La valeur moyenne du miel importé était ainsi de 2,32 euros/kg en 2021, contre un coût de 0,40-0,60 euros/kg pour les sirops de sucre à base de riz.
"Si le risque pour la santé humaine est faible, de telles pratiques trompent les consommateurs et défavorisent les producteurs honnêtes face à la concurrence déloyale", insiste le gendarme antifraude.
- "Concurrence déloyale" -
"Ce résultat alarmant démontre que le marché européen est une véritable passoire qui permet aux fraudeurs d'écouler leurs faux produits", a réagi l'ONG de défense des consommateurs Foodwatch.
Ces chiffres "font lumière sur cette supercherie: le marché de l'UE inondé de +miel+ base de sirop", abonde la puissante confédération agricole Copa-Cogeca, pointant le danger d'un "anéantissement" de l'apiculture européenne à l'heure où chutent déjà les populations d'abeilles mellifères.
Le problème semble systémique: sur 123 exportateurs de miel vers l'Europe, 70 sont soupçonnés d'avoir frelaté leurs produits, et sur 95 importateurs européens contrôlés, les deux-tiers sont concernés par au moins un lot suspect.
À ce jour, "44 opérateurs dans l'UE ont fait l'objet d'une enquête et sept ont été sanctionnés", précise l'Olaf.
Sur les 21 échantillons prélevés en France, seuls 4 étaient du "vrai miel". En Allemagne, qui concentre un tiers des importations européennes, la moitié des 32 échantillons prélevés était suspecte.
Foodwatch réclame "des moyens de contrôles à la hauteur", "une méthodologie harmonisée pour repérer les fraudes", et surtout "à corriger de toute urgence l'opacité" sur la composition des miels.
La situation alarme les Etats membres: en janvier, une vingtaine d'entre eux, dont la France, ont réclamé à la Commission européenne de durcir les obligations de transparence dans sa révision attendue de la réglementation existante de 2001.

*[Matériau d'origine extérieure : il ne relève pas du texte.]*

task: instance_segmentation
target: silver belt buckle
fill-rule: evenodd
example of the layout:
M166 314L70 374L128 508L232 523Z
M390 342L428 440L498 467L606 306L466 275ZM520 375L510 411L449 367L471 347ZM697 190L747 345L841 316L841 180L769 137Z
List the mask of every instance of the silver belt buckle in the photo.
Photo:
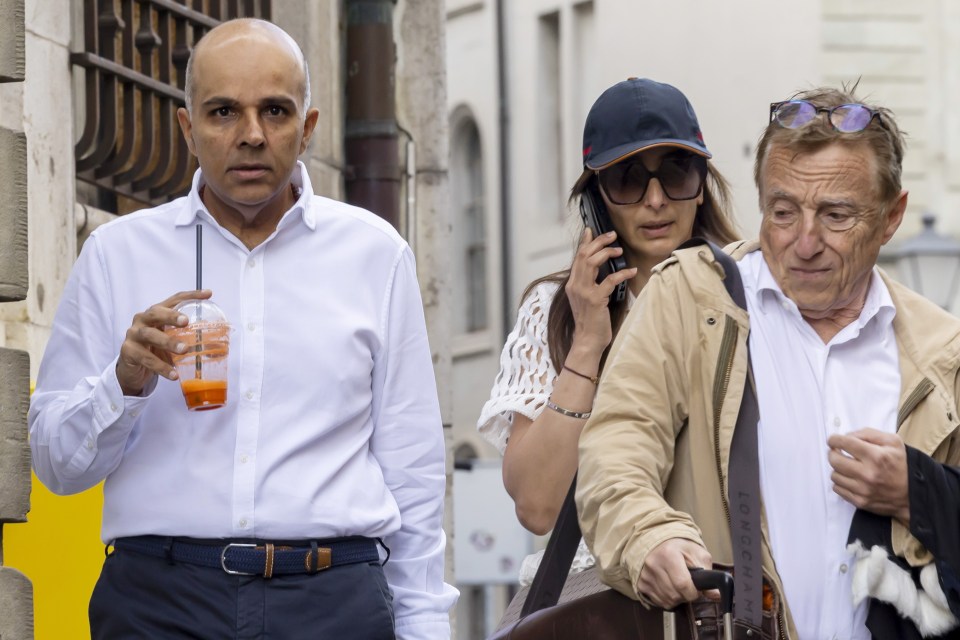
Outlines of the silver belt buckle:
M256 575L260 575L259 572L256 572L256 571L254 571L254 572L249 572L249 571L234 571L233 569L227 569L227 551L228 551L231 547L246 548L246 549L256 549L256 548L257 548L257 545L255 545L255 544L248 544L248 543L231 542L230 544L228 544L227 546L225 546L225 547L223 548L223 551L220 552L220 566L223 568L223 570L224 570L226 573L229 573L229 574L232 575L232 576L256 576Z

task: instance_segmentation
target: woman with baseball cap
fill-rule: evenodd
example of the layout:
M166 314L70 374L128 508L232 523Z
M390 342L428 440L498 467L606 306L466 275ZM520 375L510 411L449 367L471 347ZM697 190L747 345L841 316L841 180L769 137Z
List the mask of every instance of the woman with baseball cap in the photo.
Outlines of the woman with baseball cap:
M587 115L570 195L585 220L573 264L527 287L477 424L503 453L504 485L534 533L556 521L604 359L650 270L692 236L737 239L711 157L693 107L668 84L619 82ZM524 562L521 584L538 563ZM592 565L581 542L571 570Z

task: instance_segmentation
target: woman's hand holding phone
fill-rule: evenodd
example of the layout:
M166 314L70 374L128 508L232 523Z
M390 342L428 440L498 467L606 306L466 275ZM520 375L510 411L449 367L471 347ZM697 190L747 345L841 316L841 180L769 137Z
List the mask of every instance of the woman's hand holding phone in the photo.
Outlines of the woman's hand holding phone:
M595 238L590 228L583 230L566 286L575 326L571 352L587 349L599 357L613 340L610 294L620 283L637 274L637 269L631 267L611 273L601 282L597 282L601 266L611 258L623 255L621 247L611 246L616 239L615 231Z

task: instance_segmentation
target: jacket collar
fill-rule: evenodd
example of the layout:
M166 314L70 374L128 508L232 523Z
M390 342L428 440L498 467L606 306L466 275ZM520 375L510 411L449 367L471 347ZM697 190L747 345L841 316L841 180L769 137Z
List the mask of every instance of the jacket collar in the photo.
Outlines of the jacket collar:
M917 393L932 402L929 406L934 411L925 414L922 425L906 420L899 433L910 446L932 454L960 422L955 398L960 365L960 319L891 280L882 270L881 277L897 308L893 331L900 358L901 411L916 406L908 403L908 399ZM907 404L912 406L905 407Z

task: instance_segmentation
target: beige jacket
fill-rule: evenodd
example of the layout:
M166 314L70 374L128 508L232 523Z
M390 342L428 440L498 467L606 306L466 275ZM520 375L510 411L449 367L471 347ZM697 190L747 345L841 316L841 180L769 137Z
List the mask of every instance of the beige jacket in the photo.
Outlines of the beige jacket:
M759 245L727 247L740 259ZM885 275L897 309L907 444L960 463L960 319ZM704 545L732 564L727 461L747 371L747 313L727 295L707 247L676 252L621 328L593 417L580 437L577 507L604 582L632 598L647 554L669 538ZM783 589L763 519L764 574ZM932 556L899 523L894 552L917 566ZM788 607L781 628L796 638Z

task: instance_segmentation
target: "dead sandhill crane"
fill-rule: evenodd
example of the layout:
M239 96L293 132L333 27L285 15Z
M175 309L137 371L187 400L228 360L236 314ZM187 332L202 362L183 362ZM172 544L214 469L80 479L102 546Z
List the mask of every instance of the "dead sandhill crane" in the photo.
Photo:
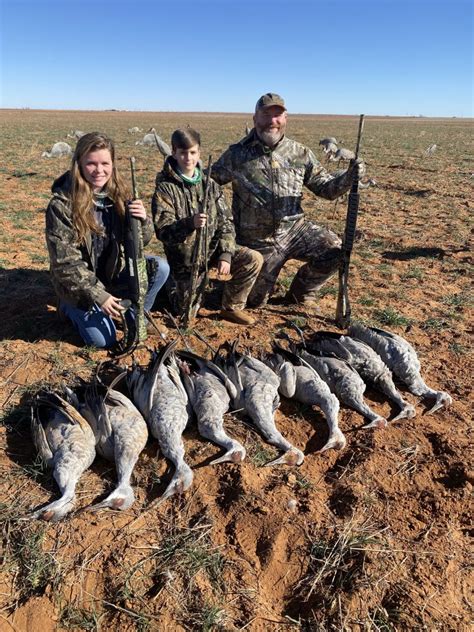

"Les règles actuelles mettent à égalité les producteurs de miel provenant d'un seul pays et les producteurs de mélanges de miel", observait une déclaration rédigée par la Slovénie et soutenue par 19 autres Etats, appelant à modifier les règles d'étiquetage pour "fournir des informations plus détaillées sur l'origine du miel" et "améliorer la rentabilité du secteur".
La Copa-Cogeca propose, elle, de rendre obligatoire sur les étiquettes de mélanges de miels "la mention des différents pays d'origine par ordre décroissant avec les pourcentages", et réclame des "vérifications systématiques des lots de miel importés".